Der ivorische Künstler Ange Arthur Koua, 1989 in Abidjan geboren, arbeitet mit Textilien, der abgelegten Kleidung der Menschen. Aus dem Leben heraus, gefüllt mit Geschichten und Erinnerungen, erzählt die Kleidung davon. Seine Arbeiten stehen in ihrer Materialität, aber auch in ihrem partizipativen Ansatz für eine Auseinandersetzung mit den Geschichten einzelner Personen, die in ihrer Individualität Wertschätzung erfahren und Teil eines großen Ganzen werden. Kunst wird hier als verbindendes Element verstanden, das uns einerseits die Möglichkeit gibt, über Kontinentgrenzen hinaus Einblicke in andere Kulturen und Sichtweisen zu gewinnen und andererseits auch unsere eigene Perspektive zu reflektieren und zu diskutieren.

Koua sieht das Ungleichgewicht einer Welt, die seit Jahrhunderten und Jahrtausenden auf Ausbeutung beruht und in welcher der Reichtum des einen auf der harten Arbeit des anderen basiert. Am Ende, so Koua, hängt doch alles zusammen – wir alle sind Komplizinnen und Komplizen in einer Welt, die auf Ungerechtigkeiten beruht. Was wir tun können? Das fragt sich auch der Künstler und plädiert auf Sichtbarkeit jenes Ungleichgewichts und auf ein kollektives Suchen nach Antworten und neuen Formen des Zusammenlebens.
In Vorbereitung seiner Ausstellung reiste Koua in die Dörfer, in denen Kakao und Kaffee angebaut, geerntet und verkauft wird. Diese Lieferkette steht für ihn exemplarisch für den Welthandel und die damit verbundenen Diskrepanzen zwischen Produzenten und Abnehmern.
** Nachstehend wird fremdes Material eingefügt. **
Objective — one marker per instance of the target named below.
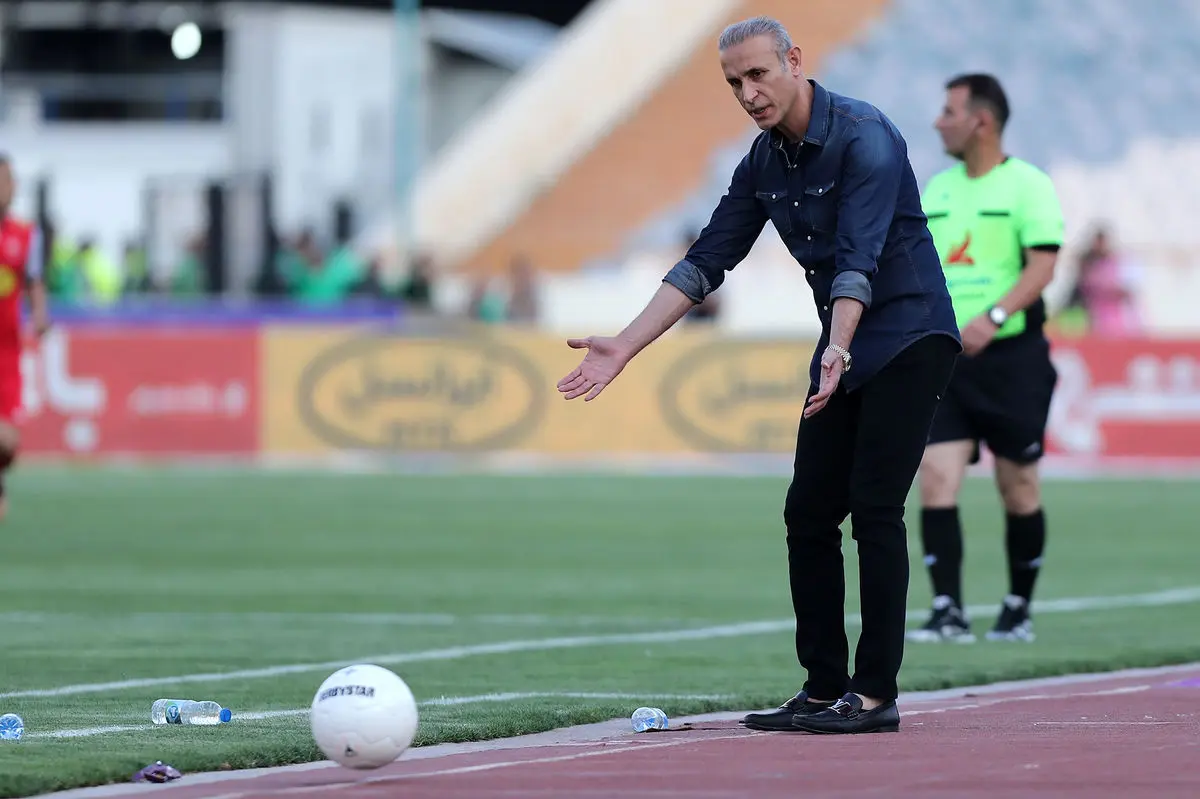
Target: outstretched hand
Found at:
(832, 367)
(604, 361)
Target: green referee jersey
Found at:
(982, 228)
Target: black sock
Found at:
(941, 534)
(1025, 538)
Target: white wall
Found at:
(99, 172)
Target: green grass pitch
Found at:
(525, 592)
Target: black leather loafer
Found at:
(780, 720)
(846, 716)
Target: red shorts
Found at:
(11, 410)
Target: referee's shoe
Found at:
(947, 622)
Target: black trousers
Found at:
(858, 457)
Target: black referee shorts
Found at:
(1000, 398)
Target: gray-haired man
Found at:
(832, 174)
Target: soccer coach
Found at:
(833, 175)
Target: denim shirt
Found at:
(847, 206)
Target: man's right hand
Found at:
(605, 360)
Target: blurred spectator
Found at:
(1105, 289)
(522, 292)
(187, 277)
(486, 304)
(312, 276)
(136, 268)
(418, 288)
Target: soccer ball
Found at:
(364, 716)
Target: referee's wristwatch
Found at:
(845, 356)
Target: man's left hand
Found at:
(977, 335)
(832, 366)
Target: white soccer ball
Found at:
(364, 716)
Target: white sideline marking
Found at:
(1107, 724)
(1078, 605)
(481, 767)
(1027, 697)
(629, 746)
(445, 701)
(603, 733)
(399, 619)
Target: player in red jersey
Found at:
(21, 272)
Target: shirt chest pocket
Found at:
(778, 209)
(821, 205)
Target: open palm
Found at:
(605, 360)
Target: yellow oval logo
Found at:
(406, 394)
(738, 396)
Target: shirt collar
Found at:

Eine Ernte, die viel Arbeit und Herzblut erfordert, dessen Wert aber nicht an Arbeitsstunden, sondern an Weltmarktpreisen gemessen wird – die Grundlage einer kapitalistischen Gesellschaft, in welcher ein Individuum wenig bis gar keine Macht hat. Als Künstler möchte Ange-Arthur seine Macht nutzen, über seine Kunst gesehen und gehört zu werden und damit zum Nachdenken anzuregen. Denn wo ein Individuum nicht viel ausrichten kann, zählt die Macht des Kollektiven.

Eine Besonderheit stellt das Material dar, das Ange-Arthur Koua verwendet: Er arbeitet vorwiegend mit Textilien unter einem Recyclingaspekt und als Appell gegen unsere Wegwerfgesellschaft. Für eine Installation zum Thema Import/Export verwendet er bewusst Säcke, in denen Kakao- und Kaffeebohnen in Côte d’Ivoire geerntet und transportiert wurden, ein erster Schritt auf ihrer Reise in unser Supermarktregal.

In der Kultur der Akan, welcher Koua angehört — es gibt mehr als 60 verschiedene Ethnien in Côte d’Ivoire — spielt Kleidung eine besondere Rolle: Ihr wird nachgesagt, dass sie ein Teil der DNA der Menschen innehat. Wenn ein Mitglied der Akan-Kultur stirbt, kann die Kleidung lediglich an Angehörige weitergegeben werden, oder die Person wird damit begraben. Für Koua wird Kleidung somit zum Zeuge des Erlebten und der Geschichte eines oder einer Einzelnen.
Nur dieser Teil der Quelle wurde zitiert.